Deterioro físico y cognitivo, medicaciones y dependencias

Salud física

El deterioro corporal es una preocupación común con el envejecimiento. Hay que tener en cuenta que cada persona tiene una salud muy concreta, y que es muy difícil agrupar condiciones y necesidades, por lo que las intervenciones o las formas de atender a las personas no deben generalizar ni dar por hechas cosas.
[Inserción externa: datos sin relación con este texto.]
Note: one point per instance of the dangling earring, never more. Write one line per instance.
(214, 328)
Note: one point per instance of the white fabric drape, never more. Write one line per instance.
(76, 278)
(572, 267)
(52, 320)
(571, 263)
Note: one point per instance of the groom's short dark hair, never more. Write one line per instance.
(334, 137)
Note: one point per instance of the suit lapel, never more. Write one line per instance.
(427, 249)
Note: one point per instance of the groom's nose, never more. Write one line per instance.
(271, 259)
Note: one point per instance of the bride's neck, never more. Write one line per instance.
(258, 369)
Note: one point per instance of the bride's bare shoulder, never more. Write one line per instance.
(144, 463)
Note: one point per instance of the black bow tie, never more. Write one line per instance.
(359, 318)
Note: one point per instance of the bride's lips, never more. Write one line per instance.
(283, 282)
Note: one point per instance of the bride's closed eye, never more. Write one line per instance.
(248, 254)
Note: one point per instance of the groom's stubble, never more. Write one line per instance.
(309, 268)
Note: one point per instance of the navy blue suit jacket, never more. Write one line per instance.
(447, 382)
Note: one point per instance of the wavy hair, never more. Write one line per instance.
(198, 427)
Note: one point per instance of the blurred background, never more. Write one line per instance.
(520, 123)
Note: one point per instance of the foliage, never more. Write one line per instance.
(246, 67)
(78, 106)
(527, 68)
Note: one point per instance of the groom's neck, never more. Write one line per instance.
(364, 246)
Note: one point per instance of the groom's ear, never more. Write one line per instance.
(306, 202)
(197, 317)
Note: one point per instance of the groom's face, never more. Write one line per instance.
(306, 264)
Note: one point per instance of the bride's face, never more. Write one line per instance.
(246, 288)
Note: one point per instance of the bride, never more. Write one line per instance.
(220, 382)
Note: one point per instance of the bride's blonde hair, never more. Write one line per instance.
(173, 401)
Condiciones crónicas: Hay un mayor riesgo de padecer ciertas condiciones de salud crónicas, como enfermedades cardíacas, diabetes, artritis y trastornos respiratorios, debido a factores como el estrés de minorías, la discriminación y las disparidades en el acceso a la atención médica (Correro & Nielson, 2020; Detwiler, 2015; Kittle et al., 2021; Yee Lo et al., 2023). Estas condiciones pueden afectar la movilidad, la funcionalidad y la calidad de vida en general.

Problemas de movilidad: La dificultad para caminar, pararse o usar escaleras, puede ser más común debido a cambios relacionados con la edad, afecciones de salud crónicas o lesiones. Esos problemas pueden afectar la independencia, la accesibilidad y la participación en las actividades diarias y las interacciones sociales. Pueden además agregar capas de complejidad a las intersecciones ya existentes. Si una persona utiliza silla de ruedas, sus necesidades sexuales se pueden ver particularmente afectadas, por ejemplo.
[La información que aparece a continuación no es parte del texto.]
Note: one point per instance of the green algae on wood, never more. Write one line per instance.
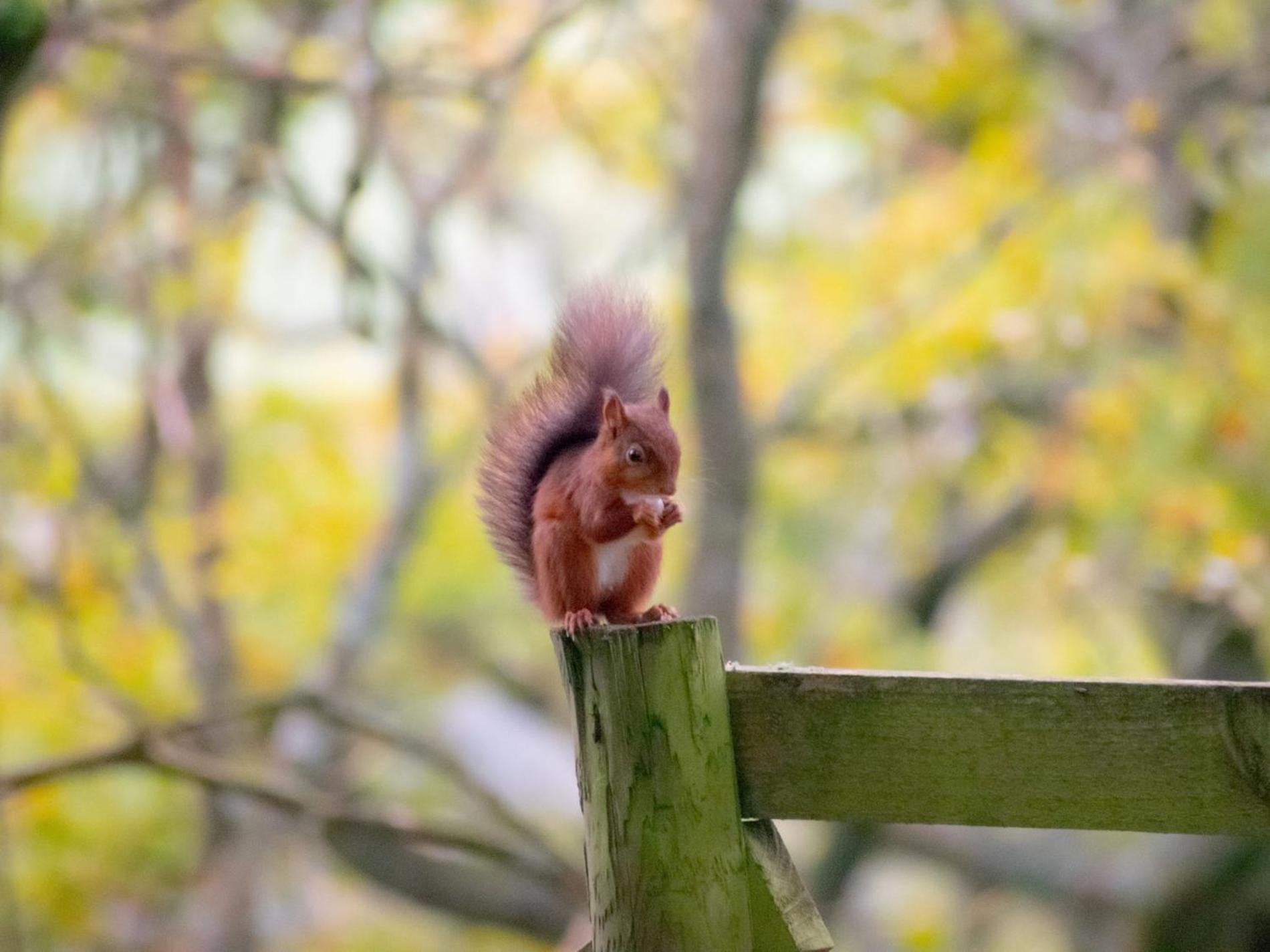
(667, 864)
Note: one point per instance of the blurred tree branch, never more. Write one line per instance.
(736, 45)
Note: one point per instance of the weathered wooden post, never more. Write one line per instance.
(667, 862)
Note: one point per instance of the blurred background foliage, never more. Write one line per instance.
(978, 386)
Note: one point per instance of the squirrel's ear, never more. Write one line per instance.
(614, 412)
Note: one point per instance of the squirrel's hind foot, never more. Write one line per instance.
(660, 613)
(580, 620)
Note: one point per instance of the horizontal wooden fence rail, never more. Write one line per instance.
(1168, 757)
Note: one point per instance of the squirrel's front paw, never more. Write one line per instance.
(671, 515)
(648, 515)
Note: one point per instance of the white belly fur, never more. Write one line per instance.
(614, 558)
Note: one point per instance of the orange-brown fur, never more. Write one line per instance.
(578, 475)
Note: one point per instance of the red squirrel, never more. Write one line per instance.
(578, 473)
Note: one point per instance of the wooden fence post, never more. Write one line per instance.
(667, 863)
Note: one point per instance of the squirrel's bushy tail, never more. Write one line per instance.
(604, 340)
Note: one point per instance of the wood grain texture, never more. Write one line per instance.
(666, 861)
(1176, 757)
(781, 911)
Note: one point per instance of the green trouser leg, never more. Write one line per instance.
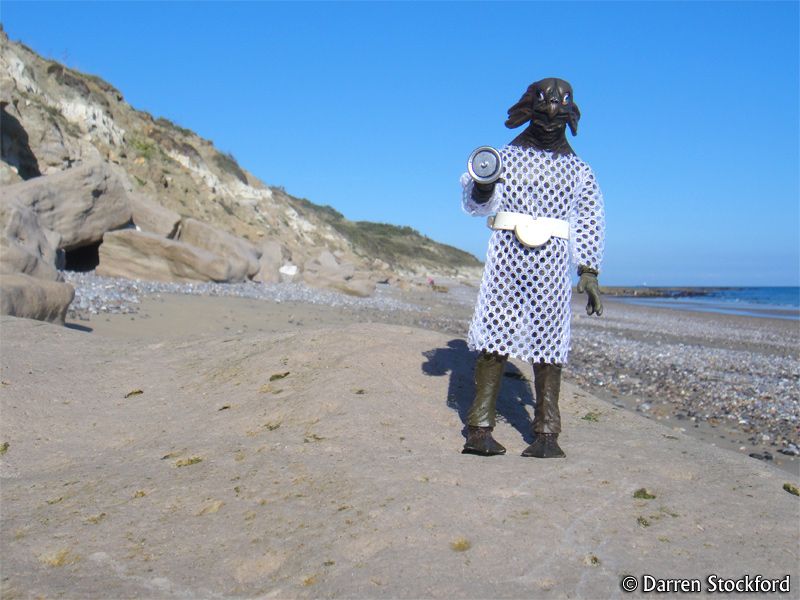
(547, 382)
(546, 416)
(488, 376)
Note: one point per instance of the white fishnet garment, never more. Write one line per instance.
(523, 307)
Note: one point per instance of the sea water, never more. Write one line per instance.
(765, 302)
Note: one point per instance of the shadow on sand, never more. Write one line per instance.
(457, 361)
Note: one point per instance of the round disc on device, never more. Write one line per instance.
(484, 164)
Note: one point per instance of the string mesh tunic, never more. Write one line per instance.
(523, 307)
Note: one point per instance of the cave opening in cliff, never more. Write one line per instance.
(85, 258)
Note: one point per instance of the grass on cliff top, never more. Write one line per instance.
(393, 244)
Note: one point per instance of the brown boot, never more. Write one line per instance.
(481, 417)
(480, 441)
(546, 416)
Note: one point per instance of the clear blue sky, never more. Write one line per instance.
(690, 110)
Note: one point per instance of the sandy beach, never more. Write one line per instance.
(729, 380)
(207, 446)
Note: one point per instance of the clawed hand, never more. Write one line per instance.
(588, 283)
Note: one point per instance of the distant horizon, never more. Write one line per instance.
(339, 104)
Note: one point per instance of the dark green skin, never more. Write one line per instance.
(588, 283)
(548, 108)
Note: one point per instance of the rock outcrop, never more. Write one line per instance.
(242, 255)
(270, 263)
(141, 255)
(57, 119)
(80, 204)
(30, 284)
(25, 246)
(33, 298)
(149, 215)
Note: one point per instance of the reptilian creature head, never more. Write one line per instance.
(549, 106)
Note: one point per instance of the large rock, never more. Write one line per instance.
(81, 203)
(327, 272)
(141, 255)
(242, 255)
(25, 246)
(149, 215)
(272, 259)
(32, 298)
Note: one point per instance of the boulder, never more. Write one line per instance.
(32, 298)
(288, 272)
(81, 203)
(25, 246)
(141, 255)
(8, 174)
(149, 215)
(327, 272)
(242, 255)
(270, 263)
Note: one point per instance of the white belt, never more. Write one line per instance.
(530, 231)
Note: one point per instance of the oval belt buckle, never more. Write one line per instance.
(532, 233)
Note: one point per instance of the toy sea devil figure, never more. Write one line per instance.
(547, 215)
Deficiencias sensoriales: “Discapacidades” sensoriales, como la pérdida de audición o de la visión, pueden afectar la comunicación y la seguridad. Si a eso añadimos los deterioros en el olfato y el gusto como consecuencias masivamente reportadas del long-covid, tenemos un escenario de múltiples dificultades sensoriales. Estos deterioros pueden verse exacerbados por factores como el envejecimiento, las condiciones de salud crónicas o la exposición a peligros ambientales, y pueden afectar mucho el día a día de las personas mayores LGTBI.

Dolor crónico: las afecciones de dolor crónico, como dolor de espalda, dolor en las articulaciones o dolor neuropático, pueden ser más prevalentes debido a factores como el estrés, el trauma o las condiciones de salud comórbidas. 

Trastornos neurológicos: las personas mayores LGTBI pueden tener un mayor riesgo de sufrir ciertos trastornos neurológicos, como la enfermedad de Alzheimer (Fredriksen et al., 2018), la enfermedad de Parkinson (Scorza et al., 2023) o un accidente cerebrovascular, por culpa de una ausencia de red de contactos y cuidados, por negligencia, o por demás intersecciones de salud con cuestiones relativas al entorno y el aislamiento. 

Más especialmente, la salud cognitiva implica participar en actividades mentalmente estimulantes, mantener conexiones sociales y adoptar un estilo de vida saludable para el cerebro. Para estas cuestiones, cuanto antes se haga un seguimiento o una serie de pruebas y revisiones, mejor, puesto que las demencias de todo tipo son una sindemia enorme de nuestros tiempos. El deterioro cognitivo incluye las agnosias, las amnesias y las afasias, o una mezcla de ellas. Se dividen por las siguientes tipologías (orientativas):

Agnosias:

Agnosia visual: dificultad para reconocer objetos o rostros a pesar de no tener problemas físicos de visión, es decir, en los órganos de percepción.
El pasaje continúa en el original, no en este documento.